Es ist nicht das erste Mal, dass Peng für Kontroversen sorgt. Das Kollektiv steht für politische Kunst, die provoziert, schockt und aufrüttelt: Einmal schmissen die Aktivist*innen der AfD-Politkerin Beatrix von Storch eine Torte ins Gesicht. Bei anderen Aktionen gab Peng praktische Tipps zur Fluchthilfe auf, hielt im Namen von Vattenfall eine falsche Pressekonferenz ab oder die politischen Künstler*innen gaben sich als Google-Mitarbeiter*innen aus.

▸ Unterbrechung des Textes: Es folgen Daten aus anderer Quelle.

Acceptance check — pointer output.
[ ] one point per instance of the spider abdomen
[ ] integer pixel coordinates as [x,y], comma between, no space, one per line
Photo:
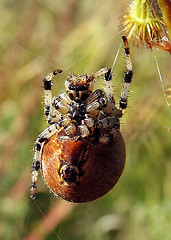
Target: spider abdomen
[83,170]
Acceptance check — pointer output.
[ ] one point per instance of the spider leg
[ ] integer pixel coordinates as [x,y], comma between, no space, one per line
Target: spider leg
[107,72]
[38,146]
[127,78]
[51,114]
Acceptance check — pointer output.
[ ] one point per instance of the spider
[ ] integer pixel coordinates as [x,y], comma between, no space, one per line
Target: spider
[82,152]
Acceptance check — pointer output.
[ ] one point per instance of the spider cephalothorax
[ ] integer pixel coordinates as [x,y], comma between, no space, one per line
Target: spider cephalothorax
[82,152]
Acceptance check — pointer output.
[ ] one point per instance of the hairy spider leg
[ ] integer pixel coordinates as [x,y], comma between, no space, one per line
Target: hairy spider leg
[127,78]
[109,107]
[38,146]
[51,114]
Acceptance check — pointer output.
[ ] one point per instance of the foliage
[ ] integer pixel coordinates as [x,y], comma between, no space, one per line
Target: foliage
[80,36]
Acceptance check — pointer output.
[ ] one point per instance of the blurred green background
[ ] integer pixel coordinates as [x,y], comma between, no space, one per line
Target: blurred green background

Aber was steht im Fokus? Die künstlerische Aufmerksamkeit oder die politische Kritik? »Wir verstehen Kunst als aktivistische Ausdrucksform. Die Motivation Peng zu gründen war, dass wir mit den konventionellen Protestformen wie Petitionen oder Kampagnen in sozialen Netzwerken unzufrieden waren«, erklärt Schneider. »Mit Kunstaktionen können wir ganz andere Menschen ansprechen.«
Die neue Aktion von Peng hat eine klare Empfängerin: die Bundesregierung. Doch was hat die deutsche Regierung mit den Bedingungen in den Produktionsländern zu tun? Viel, meint Peng. Zwar werbe das Bundesarbeitsministerium mit einem »Nationalen Aktionsplan Wirtschaft und Menschenrechte« (NAP), der dafür sorgen soll, dass deutsche Unternehmen im Ausland auf die Einhaltung von Menschenrechten achtet. Die Betonung liegt jedoch auf »soll«. Der Aktionsplan beruht auf »freiwilliger Selbstverpflichtung der Unternehmen«. Bis 2020 soll beobachtet werden, ob diese Verpflichtungen ausreichend sind oder ob verbindlichere gesetzliche Regelungen diskutiert werden müssen. Schneider macht das wütend: »Das sind keine wirkungsvollen Maßnahmen.« Außerdem wurde aufgedeckt, dass viele Lobbyisten der deutschen Wirtschaft maßgeblich an dem Plan mitgearbeitet haben.
Damit bliebt das Paradigma weiterhin erstmal: Menschenrechte nur dann, wenn sie unternehmensverträglich sind. Marxisten nennen das auch den Primat der Ökonomie. Peng fordert eine gesetzlich verankerte »menschenrechtliche Sorgfaltspflicht«. Übersetzt heißt das: Unternehmen können für Menschenrechtsverletzungen verklagt werden und sind gesetzlich haftbar für Verstöße.
Als der Kampagnenstart von Peng langsam in einen normalen Kreuzberger Bar-Abend übergeht, ergreift Schneider noch einmal das Wort. Sie fragt in die Runde: »Wer von euch kann sich nicht vorstellen, Klauen zu gehen?«. Niemand hebt die Hand.